Indeed, the homeless group gives this story an almost timeless sense, blending the present with the post, with more than a hint of fantasy. Is their leader, the "archbishop" really some ancient figure who remembers when Soho was fields and woods? Or is he just another man trying to cling on? We are given differing stories. Where do the couple referred to as "Paul Daniels and Debbie McGee" (they do a really bad magic act in the pubs and bars) really come from - what lives have they lived before and who are they connected to? One of them will, in this story, almost step out of their world to experience something quite different, causing consternation for those left behind.

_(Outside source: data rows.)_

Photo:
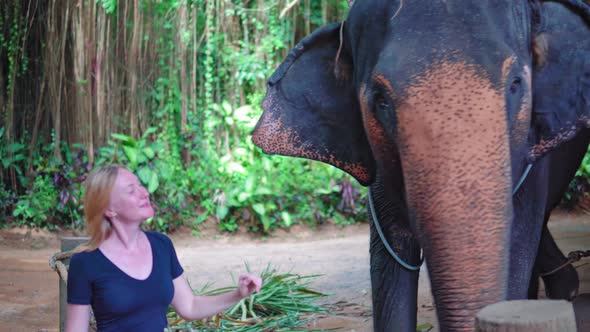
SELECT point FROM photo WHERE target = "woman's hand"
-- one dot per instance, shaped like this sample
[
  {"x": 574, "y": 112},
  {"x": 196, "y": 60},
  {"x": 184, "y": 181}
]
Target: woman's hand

Mozley weaves together all these elements and many more, creating a real sense of bustle and sprawling activity, of intersecting lives, most of them tinged by regret: Lorenzo at getting typecast based on his brown(ish) skin, Agatha beset by the half-siblings whose inheritance she enjoys, another young woman hovering on the edge of homelessness, only able to find a place to stay that's not-quite-above-board. Of all these figures, Precious perhaps regrets least. She's the one for whom Soho is both most permanent (she has a decent flat, a steady income) and most temporary (eviction is threatened, but even without that she's here for a purpose, and will move on when it's done). But she is also one of the more vulnerable.

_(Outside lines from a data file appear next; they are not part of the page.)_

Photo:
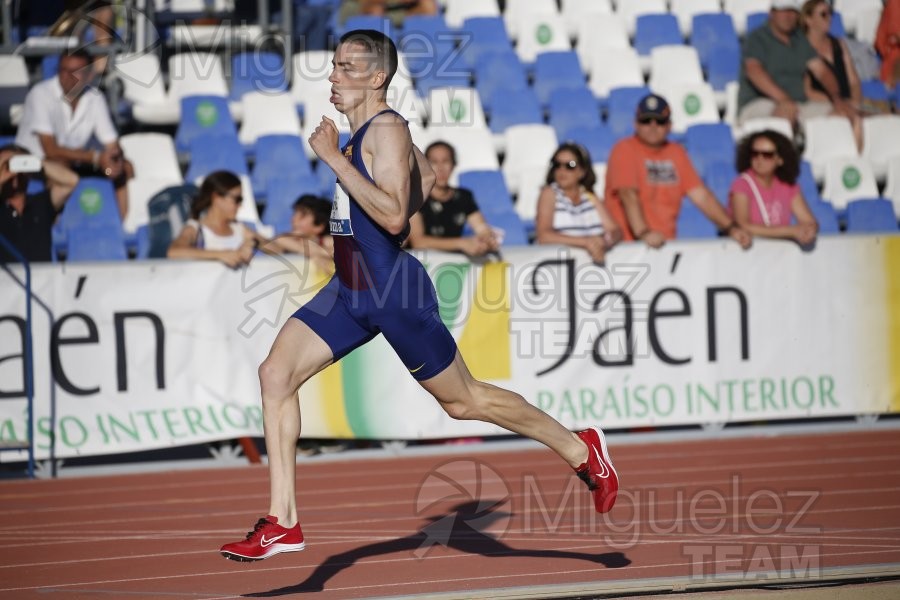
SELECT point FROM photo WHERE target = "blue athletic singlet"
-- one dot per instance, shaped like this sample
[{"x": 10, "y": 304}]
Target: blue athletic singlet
[{"x": 377, "y": 288}]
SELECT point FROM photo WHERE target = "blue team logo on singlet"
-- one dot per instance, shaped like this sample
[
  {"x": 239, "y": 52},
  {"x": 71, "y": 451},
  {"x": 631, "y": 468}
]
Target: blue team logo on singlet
[{"x": 340, "y": 208}]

Hot Stew creates a powerful sense of movement, with the characters who are going somewhere and others who are just going, who can't rest or settle. It jumps backwards and forwards to show what these people are to each other and what they have been, creating little "aha" moments when the reader spots events or people through new eyes, underlining the degree to which all perspectives are partial. It's a very human book: even with her flaws, there is sympathy for Agatha. Another character, Rebecca, who came across to me as rather unpleasant, is really stupid rather than bad ('Rebecca was emphatically apolitical, which meant she liked things the way they were.') Robert regrets his violent past and refuses to be drawn back into it. Lorenzo breaks with Robert on learning a dark secret about him, but hates himself for doing that.

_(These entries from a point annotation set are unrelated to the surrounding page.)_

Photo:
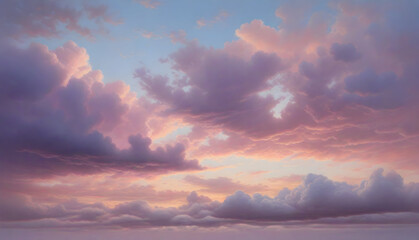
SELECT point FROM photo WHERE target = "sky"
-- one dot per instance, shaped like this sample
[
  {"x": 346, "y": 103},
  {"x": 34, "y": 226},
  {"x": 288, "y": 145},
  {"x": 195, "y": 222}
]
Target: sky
[{"x": 158, "y": 119}]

The book is full of beautiful writing and characterisation. We are told that 'There's something about the night in this city that is brighter than the day'. Rebecca is 'a highly measured person. Bastian is frequently astonished by her levels of self-control'. Precious 'puts on a voice that is sweet and pliable, a voice she reserves for men'. While Agatha's senses 'only decipher the present', a dog uses its nose to 'deal with history'. After a betrayal says that she '"was an idiot for trusting [her]. But whatever. Damage done. lesson learned. I've moved on." Precious has not moved on.' The writing simply flows, making even most mundane episodes a joy to read, stuffed with insights and unexpected perspectives. Covering several months in its characters' lives, it isn't forced and doesn't round everything off neatly. Whatever the challenges and changes, the comings and goings, Soho will continue and its people will adapt.
I would really, really recommend Hot Stew.